For his part, Elliott said he was “greatly annoyed” that the WADA official chose to go to the press instead of dealing with JADCO directly. But after he read Fahey’s comments, he said he told WADA Director General David Howman that the inspection team was welcome to “come anytime.”

When asked why Jamaica’s anti-doping commission told WADA it would have to wait months to launch its audit, Elliott said there were a number of factors at the time, including the travel schedule of some commissioners and preparation work for disciplinary hearings for athletes who tested positive.

“We had asked them to postpone it. We have always been very straight with them,” said Elliott, who was Jamaica’s team doctor at the Beijing Olympics in 2008.

On Wednesday, WADA spokesman Ben Nichols said the agency could not confirm dates for the Jamaica visit and declined further comment.

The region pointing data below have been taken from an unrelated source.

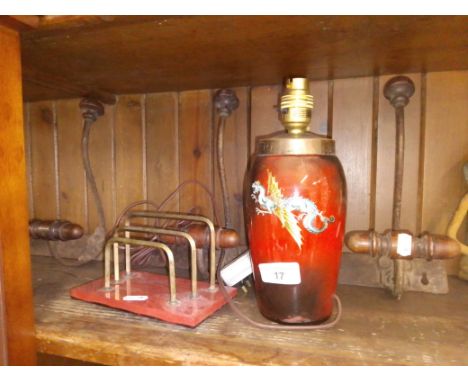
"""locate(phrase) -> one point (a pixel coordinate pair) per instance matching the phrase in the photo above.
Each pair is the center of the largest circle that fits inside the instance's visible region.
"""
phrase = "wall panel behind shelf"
(147, 144)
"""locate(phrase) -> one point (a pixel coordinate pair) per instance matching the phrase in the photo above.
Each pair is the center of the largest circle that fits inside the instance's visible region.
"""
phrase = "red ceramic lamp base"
(147, 294)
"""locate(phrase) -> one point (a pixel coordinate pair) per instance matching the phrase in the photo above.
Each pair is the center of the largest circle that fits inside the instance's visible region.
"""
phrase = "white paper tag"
(404, 242)
(135, 298)
(280, 273)
(238, 270)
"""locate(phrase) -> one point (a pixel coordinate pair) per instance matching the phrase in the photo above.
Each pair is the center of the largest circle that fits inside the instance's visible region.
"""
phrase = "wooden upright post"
(15, 270)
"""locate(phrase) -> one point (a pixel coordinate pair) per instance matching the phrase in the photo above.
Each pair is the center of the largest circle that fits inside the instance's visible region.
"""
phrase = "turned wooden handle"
(428, 246)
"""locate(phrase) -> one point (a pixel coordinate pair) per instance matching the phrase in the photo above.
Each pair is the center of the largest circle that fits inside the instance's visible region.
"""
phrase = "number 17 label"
(280, 273)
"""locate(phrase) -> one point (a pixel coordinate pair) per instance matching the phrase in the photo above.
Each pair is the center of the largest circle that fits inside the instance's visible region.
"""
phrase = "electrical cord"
(260, 325)
(88, 248)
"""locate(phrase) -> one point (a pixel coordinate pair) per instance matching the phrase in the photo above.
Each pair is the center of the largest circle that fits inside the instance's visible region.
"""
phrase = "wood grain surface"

The debate over the rigor of Jamaica’s anti-doping efforts have raged for more than a decade, as the island nation of 2.7 million has consistently racked up more medals in track and field than countries 10 times its size. But this year, statistics compiled by former JADCO executive director Renee Anne Shirley revealed that just one out-of-competition test was done between February 2012 and the start of the London Olympics five months later. She said when she raised various concerns, no JADCO or Cabinet official would take them seriously.

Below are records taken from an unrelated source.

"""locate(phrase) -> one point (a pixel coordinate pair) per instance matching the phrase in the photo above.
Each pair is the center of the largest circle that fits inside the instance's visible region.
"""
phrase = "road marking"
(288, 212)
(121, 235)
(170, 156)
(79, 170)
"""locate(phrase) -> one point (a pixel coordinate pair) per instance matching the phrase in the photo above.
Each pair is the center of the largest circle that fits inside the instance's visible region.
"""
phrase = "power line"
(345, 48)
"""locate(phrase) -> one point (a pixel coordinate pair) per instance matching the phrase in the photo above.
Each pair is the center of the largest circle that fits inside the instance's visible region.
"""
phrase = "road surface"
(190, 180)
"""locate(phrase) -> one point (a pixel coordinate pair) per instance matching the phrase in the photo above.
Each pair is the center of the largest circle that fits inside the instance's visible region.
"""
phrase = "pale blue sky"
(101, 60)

But the revelations by Shirley were alarming enough to prompt action outside Jamaica. While WADA has audited the island’s testing regime before, Howman has said its new special audit is a direct response to the problems she exposed and to the string of positive doping tests this year. The Jamaican athletes who have tested positive include former world record holder Asafa Powell and Sherone Simpson, an Olympic 400-relay gold and silver medalist.

In the lead-up to the London Olympics, Jamaican stars didn’t go completely untested. The International Association of Athletics Federations, track and field’s governing body, said it extensively tested elite Jamaicans, including the world’s fastest man, Usain Bolt, more than 12 times last year. The IAAF’s out-of-competition testing for Jamaica concentrated on athletes’ training camps and was “robust and comprehensive,” spokesman Chris Turner has told AP. Other agencies decline to say how many tests were conducted on Jamaican athletes in 2012.

Led by Bolt, who became the first man to win both the 100 and 200 at consecutive Olympic games, Jamaica won eight of 12 individual sprint medals in London. Jamaica’s record haul of 12 medals in London surpassed the 11 it won in Beijing in 2008.